Alors pourquoi une partie de la gauche soit disant antiraciste cherche à dénaturer le sens d’islamophobie en tentant de la réduire à une simple critique de la religion islamique ? Car comme le souligne à juste titre Sonya Faure [3] :

Le mot « antisémitisme », qui entretenait la confusion entre la « race juive » et le judaïsme, était lui aussi ambigu, ce qui n’a pas empêché qu’il s’impose […]. « La notion d’islamophobie est imparfaite et instrumentalisable, mais nécessaire. Mettre un mot sur une réalité sociale permet de faire reconnaître son existence ».

Les circonvolutions rhétoriques de la FI ont été bien déconstruites par le militant actupien historique Jérôme Martin [4], et sont pleinement disqualifiées (je vous laisse le soin de le lire). Mais allons plus loin.

Double instrumentalisation intégriste : les idiot·e·s utiles sont du pain béni des un·e·s pour les autres…

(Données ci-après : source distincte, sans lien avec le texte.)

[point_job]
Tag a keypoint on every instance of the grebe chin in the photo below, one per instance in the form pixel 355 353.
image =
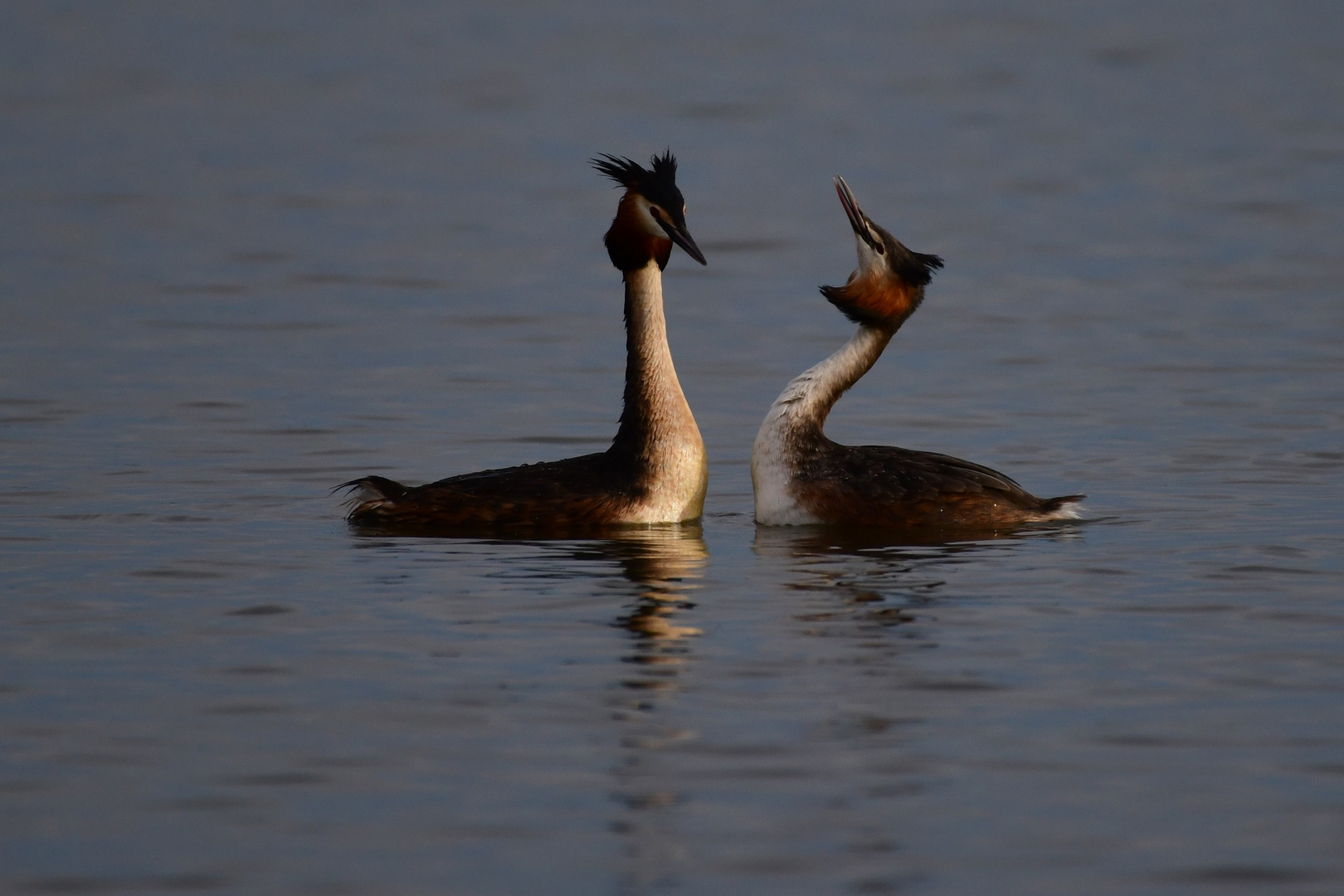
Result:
pixel 655 470
pixel 801 477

La critique de la religion a un nom : l’anticléricalisme. Son étymologie, contrairement au terme islamophobie, a évolué au fil du temps, pour désigner un « ensemble d’idées, d’attitudes ou de tendances par lesquelles se marque l’hostilité au clergé ou tout au moins à son intervention dans le domaine temporel » (Larousse). Pour faire simple, l’anticléricalisme moderne c’est la critique de la religion, comme dogme et comme système de domination. L’anticléricalisme s’applique parfaitement bien à toutes les religions en général, et à l’islam politique en particulier ; et les laïcistes en font un usage particulièrement extensif quand il s’agit des intégristes islamistes.

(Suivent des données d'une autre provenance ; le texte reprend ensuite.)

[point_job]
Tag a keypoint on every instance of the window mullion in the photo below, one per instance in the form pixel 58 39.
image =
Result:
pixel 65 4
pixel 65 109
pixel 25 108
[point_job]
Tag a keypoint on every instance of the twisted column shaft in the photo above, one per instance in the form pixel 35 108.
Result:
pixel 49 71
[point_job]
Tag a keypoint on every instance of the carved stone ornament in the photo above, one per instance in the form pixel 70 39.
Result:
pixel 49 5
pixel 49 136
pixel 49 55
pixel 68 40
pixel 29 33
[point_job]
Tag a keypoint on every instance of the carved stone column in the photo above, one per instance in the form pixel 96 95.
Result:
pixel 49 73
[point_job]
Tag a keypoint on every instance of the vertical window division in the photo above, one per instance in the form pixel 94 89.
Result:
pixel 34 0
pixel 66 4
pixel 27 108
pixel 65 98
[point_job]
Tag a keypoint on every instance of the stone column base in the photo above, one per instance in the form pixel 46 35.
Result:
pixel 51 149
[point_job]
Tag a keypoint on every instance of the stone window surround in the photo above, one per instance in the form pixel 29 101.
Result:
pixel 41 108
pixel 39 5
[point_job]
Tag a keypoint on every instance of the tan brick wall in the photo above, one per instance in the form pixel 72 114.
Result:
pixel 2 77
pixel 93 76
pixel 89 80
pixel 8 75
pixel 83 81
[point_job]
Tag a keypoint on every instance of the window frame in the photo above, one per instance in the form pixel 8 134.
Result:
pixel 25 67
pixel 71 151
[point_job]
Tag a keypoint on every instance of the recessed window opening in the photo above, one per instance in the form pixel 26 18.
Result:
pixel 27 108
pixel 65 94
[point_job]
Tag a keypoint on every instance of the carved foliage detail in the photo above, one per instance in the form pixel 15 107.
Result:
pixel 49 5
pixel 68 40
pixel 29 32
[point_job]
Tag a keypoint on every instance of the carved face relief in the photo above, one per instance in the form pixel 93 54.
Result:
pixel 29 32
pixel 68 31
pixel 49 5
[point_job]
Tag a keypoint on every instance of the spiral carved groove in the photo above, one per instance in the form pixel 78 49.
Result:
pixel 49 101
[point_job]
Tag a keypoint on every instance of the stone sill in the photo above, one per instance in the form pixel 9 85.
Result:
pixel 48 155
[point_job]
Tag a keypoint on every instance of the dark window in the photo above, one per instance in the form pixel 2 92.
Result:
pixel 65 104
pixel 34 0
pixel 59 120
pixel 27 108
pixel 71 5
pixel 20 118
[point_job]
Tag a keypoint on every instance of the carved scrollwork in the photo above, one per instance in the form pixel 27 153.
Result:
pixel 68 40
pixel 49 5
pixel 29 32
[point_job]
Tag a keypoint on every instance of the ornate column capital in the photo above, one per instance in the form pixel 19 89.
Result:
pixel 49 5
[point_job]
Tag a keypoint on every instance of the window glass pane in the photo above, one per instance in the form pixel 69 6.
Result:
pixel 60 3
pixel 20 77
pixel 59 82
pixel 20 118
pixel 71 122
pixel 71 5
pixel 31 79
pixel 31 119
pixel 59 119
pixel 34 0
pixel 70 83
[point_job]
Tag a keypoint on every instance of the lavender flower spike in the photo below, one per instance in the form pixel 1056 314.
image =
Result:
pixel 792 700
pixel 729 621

Ces derniers n’étant pas stupides, ils ont très vite compris le potentiel instrumental du terme islamophobie pour faire taire toute critique politique de leur idéologie totalitaire. Stigmatiser l’anticléricalisme comme de l’islamophobie est particulièrement habile pour tenter de faire taire toute critique de l’islamisme. Il faut dire qu’en face, ils ont eu un adversaire idéal : les laïcistes ou intégristes de la laïcité. En effet, au lieu d’affirmer leurs critiques légitimes de l’usage de la religion à des fins politiques, ces dernier·e·s instrumentalisent la laïcité pour élargir la sécularisation du champ politique et institutionnel, aux individus et à l’espace public. C’est là leur véritable objectif : l’antithéisme. L’anticléricalisme et la dénonciation du « délit de blasphème » ne sont que des prétextes. Pour ce faire, ils/elles font courir depuis des années le mensonge selon lequel le terme islamophobie serait une invention islamiste, plus précisément des mollahs iraniens [2].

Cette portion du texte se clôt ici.